Acanthamoeba keratitis, caused by Acanthamoeba infection, is a severe form of keratitis that poses a serious threat to vision. It is often characterized as a chronic, progressive corneal ulcer with a disease course that can last for several months.
Etiology
More than 50 species of Acanthamoeba have been identified, which are widely distributed in soil, freshwater, seawater, swimming pools, grains, and livestock. Acanthamoeba exists in two forms: active trophozoites and dormant cysts. Among these species, eight are associated with human infections, with Acanthamoeba castellanii being the most common. The morphological plasticity of Acanthamoeba in different environments makes it difficult to further classify and identify the pathogen based on morphological characteristics alone. Techniques such as immunofluorescence, enzymatic profiling, and genetic testing are commonly employed.
Clinical Presentation
Approximately 90% of cases are related to contact lens use. Corneal trauma and exposure to soil or water contaminated with Acanthamoeba are also common causes. Most infections are unilateral, with symptoms including photophobia, tearing, severe eye pain, and reduced visual acuity. The disease often has a protracted course lasting several months. Clinical manifestations are diverse and can be easily confused with herpes simplex keratitis or fungal keratitis. Additionally, the clinical presentation varies at different stages of the disease.
Figure 1 Acanthamoeba keratitis
A central discoid corneal ulcer is observed, with annular infiltrates surrounding the lesion peripherally.
In the early stages of infection, findings may include epithelial haze, microcystic edema, or pseudo-dendritic lesions, with the epithelium remaining intact. A minority of patients (2.0%–6.6%) may present with the characteristic feature of radial keratoneuritis. As the disease progresses, annular infiltrates may appear in the central or paracentral cornea, often accompanied by epithelial defects. In some cases, there may be central disciform lesions, stromal edema and thickening, or pinpoint to patchy opacities. In advanced stages, tissue protease and collagenase release result in stromal dissolution, abscess formation, corneal ulceration, or even perforation, although anterior chamber reactions are rare.

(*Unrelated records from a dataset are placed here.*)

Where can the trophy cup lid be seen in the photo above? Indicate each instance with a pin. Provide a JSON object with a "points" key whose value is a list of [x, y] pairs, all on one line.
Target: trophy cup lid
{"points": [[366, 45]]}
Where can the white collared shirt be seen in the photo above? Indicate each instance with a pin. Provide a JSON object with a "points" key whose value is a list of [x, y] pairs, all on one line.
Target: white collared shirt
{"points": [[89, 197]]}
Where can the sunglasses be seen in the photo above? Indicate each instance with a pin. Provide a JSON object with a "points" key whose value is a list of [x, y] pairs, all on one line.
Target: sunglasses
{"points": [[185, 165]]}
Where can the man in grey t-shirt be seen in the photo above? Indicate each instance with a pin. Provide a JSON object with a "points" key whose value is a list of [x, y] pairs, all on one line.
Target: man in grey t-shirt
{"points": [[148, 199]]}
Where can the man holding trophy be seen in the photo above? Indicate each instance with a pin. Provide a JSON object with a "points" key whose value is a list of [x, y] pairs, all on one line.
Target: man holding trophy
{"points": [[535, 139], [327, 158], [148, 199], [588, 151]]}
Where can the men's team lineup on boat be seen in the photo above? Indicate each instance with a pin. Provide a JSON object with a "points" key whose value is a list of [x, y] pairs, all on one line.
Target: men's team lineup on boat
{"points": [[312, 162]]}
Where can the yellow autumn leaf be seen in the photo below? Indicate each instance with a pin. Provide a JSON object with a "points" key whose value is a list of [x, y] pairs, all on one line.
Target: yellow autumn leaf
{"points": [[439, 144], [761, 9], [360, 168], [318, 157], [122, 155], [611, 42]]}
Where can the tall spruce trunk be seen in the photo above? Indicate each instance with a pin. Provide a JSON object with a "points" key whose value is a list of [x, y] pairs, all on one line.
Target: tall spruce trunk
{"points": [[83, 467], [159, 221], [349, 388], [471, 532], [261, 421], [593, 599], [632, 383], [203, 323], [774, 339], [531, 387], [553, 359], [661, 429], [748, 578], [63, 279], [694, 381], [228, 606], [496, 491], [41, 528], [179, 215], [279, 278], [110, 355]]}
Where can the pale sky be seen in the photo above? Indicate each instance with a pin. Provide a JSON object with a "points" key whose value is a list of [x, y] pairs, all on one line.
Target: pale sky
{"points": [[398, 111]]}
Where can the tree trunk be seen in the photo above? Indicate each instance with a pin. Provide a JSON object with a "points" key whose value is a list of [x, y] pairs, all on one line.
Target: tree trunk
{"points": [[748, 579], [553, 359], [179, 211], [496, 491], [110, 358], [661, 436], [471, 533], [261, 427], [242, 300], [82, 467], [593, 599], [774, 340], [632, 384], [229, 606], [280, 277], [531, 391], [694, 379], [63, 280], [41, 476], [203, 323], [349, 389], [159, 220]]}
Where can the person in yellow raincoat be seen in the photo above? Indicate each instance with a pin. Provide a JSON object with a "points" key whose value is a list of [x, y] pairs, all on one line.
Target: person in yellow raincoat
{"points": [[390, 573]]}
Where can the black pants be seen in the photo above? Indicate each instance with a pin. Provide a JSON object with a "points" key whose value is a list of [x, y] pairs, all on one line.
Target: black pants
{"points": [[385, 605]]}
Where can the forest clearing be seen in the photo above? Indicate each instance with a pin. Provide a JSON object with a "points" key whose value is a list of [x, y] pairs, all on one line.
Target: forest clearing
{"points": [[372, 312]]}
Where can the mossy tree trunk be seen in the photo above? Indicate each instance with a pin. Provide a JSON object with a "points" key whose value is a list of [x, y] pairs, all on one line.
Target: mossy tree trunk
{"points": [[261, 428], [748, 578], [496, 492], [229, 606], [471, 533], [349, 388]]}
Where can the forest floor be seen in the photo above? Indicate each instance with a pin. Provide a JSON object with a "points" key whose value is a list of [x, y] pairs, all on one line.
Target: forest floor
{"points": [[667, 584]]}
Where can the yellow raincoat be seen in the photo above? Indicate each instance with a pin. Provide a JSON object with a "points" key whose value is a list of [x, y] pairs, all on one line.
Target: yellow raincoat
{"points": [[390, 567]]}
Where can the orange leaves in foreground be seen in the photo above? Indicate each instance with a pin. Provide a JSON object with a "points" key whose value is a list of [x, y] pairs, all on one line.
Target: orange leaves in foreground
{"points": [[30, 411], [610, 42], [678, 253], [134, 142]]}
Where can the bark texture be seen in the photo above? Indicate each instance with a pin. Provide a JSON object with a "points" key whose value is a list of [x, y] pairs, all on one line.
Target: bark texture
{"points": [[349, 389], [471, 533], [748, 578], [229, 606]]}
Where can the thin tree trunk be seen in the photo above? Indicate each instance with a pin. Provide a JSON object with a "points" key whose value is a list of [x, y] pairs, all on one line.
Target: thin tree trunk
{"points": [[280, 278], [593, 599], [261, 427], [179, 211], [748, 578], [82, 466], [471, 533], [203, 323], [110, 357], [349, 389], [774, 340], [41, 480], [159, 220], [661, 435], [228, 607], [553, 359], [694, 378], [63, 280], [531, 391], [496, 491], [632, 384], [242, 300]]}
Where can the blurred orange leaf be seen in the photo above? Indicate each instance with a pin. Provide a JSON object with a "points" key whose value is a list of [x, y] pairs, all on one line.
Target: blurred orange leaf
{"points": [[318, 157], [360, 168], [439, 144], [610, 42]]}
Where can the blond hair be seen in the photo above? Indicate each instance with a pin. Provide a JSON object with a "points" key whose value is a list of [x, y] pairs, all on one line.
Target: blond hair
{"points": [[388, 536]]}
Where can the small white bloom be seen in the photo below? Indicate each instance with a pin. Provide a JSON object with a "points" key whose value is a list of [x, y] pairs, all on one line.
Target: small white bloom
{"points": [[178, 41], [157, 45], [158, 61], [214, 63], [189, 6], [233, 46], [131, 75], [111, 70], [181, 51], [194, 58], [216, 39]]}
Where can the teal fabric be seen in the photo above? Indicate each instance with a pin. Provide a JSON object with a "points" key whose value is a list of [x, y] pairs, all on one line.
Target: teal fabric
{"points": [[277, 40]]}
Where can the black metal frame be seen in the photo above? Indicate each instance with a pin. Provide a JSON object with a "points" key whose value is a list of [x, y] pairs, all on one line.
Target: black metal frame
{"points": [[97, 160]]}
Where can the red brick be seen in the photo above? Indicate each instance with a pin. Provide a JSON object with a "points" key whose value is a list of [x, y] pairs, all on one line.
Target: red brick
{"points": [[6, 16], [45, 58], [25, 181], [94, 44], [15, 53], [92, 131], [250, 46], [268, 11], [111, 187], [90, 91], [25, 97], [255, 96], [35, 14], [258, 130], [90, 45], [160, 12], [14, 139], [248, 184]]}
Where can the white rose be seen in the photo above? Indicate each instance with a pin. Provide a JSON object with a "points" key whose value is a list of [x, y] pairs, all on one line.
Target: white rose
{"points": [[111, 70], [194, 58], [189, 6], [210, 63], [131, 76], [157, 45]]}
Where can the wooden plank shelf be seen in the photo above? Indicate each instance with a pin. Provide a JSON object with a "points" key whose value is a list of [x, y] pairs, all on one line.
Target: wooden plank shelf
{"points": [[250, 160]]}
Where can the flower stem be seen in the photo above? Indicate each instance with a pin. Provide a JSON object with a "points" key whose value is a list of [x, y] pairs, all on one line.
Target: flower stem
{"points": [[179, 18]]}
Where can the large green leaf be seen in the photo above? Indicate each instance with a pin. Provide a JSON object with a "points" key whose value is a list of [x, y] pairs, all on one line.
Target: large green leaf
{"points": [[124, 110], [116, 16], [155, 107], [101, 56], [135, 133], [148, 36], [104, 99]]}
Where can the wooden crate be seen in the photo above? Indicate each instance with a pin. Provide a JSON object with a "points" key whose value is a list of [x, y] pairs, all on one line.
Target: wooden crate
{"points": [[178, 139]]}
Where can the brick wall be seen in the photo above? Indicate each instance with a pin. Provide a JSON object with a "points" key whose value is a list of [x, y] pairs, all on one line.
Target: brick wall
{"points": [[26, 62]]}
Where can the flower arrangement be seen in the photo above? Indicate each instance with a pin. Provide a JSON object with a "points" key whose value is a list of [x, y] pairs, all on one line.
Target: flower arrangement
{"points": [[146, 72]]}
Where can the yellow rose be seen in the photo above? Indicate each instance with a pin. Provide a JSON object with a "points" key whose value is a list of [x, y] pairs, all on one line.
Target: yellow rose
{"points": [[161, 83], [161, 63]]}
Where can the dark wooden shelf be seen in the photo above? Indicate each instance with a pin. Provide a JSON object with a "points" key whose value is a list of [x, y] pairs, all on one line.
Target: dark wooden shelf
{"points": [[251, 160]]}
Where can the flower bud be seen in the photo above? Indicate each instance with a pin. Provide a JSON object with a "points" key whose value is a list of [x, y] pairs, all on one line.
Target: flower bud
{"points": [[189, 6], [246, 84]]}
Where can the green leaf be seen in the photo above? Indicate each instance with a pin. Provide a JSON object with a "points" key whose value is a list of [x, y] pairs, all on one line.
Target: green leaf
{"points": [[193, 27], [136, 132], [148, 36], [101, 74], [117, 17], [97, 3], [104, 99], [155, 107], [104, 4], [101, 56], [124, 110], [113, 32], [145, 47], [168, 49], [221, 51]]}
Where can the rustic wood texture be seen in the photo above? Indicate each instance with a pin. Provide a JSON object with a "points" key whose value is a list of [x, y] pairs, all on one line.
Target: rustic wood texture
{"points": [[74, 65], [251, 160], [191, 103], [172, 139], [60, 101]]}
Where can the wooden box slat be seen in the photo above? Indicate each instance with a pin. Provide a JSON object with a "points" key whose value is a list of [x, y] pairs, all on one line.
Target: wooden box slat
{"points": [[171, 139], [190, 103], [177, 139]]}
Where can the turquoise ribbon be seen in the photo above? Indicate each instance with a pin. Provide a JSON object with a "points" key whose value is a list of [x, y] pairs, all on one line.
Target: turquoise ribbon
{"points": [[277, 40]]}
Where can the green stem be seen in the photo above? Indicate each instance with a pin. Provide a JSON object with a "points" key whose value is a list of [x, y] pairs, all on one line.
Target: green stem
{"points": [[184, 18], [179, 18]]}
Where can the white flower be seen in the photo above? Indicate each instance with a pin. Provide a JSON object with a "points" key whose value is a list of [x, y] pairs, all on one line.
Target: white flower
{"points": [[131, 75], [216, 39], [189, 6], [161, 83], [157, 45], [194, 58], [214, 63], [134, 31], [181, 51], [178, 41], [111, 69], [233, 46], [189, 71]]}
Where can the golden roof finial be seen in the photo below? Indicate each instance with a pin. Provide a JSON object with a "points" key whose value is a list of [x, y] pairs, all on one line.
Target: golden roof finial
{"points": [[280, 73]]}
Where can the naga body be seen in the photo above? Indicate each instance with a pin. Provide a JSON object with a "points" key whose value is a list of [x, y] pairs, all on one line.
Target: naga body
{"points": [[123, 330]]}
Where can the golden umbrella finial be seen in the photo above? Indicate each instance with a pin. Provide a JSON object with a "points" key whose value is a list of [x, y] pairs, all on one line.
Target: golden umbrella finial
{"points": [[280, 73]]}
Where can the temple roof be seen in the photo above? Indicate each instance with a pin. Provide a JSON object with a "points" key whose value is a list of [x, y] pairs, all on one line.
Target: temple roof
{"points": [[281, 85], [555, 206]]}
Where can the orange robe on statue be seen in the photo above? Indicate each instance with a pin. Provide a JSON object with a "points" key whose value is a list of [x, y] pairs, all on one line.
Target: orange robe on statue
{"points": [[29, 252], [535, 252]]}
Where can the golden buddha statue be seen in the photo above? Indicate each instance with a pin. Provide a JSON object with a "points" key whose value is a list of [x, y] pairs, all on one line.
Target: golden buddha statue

Acanthamoeba sclerokeratitis is a severe complication of Acanthamoeba keratitis, with an incidence of 14%–16%. It is characterized by diffuse anterior scleritis, occasionally accompanied by posterior scleritis or optic neuritis. Symptoms are generally severe, treatment is challenging, and the pathogenesis remains unclear.
Diagnosis
Diagnosis is based on identifying Acanthamoeba trophozoites or cysts in corneal scrapings through staining or culturing Acanthamoeba from corneal specimens. Corneal biopsy can be performed when necessary. In vivo diagnosis can also be supported by confocal microscopy.
Treatment
Early diagnosis and treatment significantly improve the prognosis of Acanthamoeba keratitis. Early-stage treatment may involve debridement of the affected corneal epithelium. Medications commonly used include aminoglycosides, biguanides, bis-biguanides, diamidines, and imidazoles, with combination therapy being a standard approach. Reports have documented successful treatment using 0.02%–0.1% chlorhexidine, 0.01%–0.02% polyhexamethylene biguanide (PHMB), 0.15% dibromopropamidine isethionate, or 1% miconazole. Oral itraconazole or ketoconazole may also be used as adjunctive therapy.
Treatment durations tend to be prolonged. Initially, topical medications are often applied hourly, and as symptoms improve, the frequency is gradually reduced to 4–6 times daily, with treatment lasting for more than 4 months until infection is fully controlled and all pathogens are eradicated. Interrupting treatment prematurely may cause recurrence and exacerbate the condition.
The use of corticosteroids is generally avoided due to the risk of exacerbating the disease.
When medical therapy proves ineffective, ulcers fail to heal, or perforation occurs, corneal transplantation may be considered.
After successful treatment, if corneal scarring significantly impairs vision, penetrating keratoplasty may be performed. Postoperative medical therapy is required to reduce the risk of recurrence. Treatment outcomes are generally poor when the infection spreads to the sclera, as both medical and surgical therapies become less effective.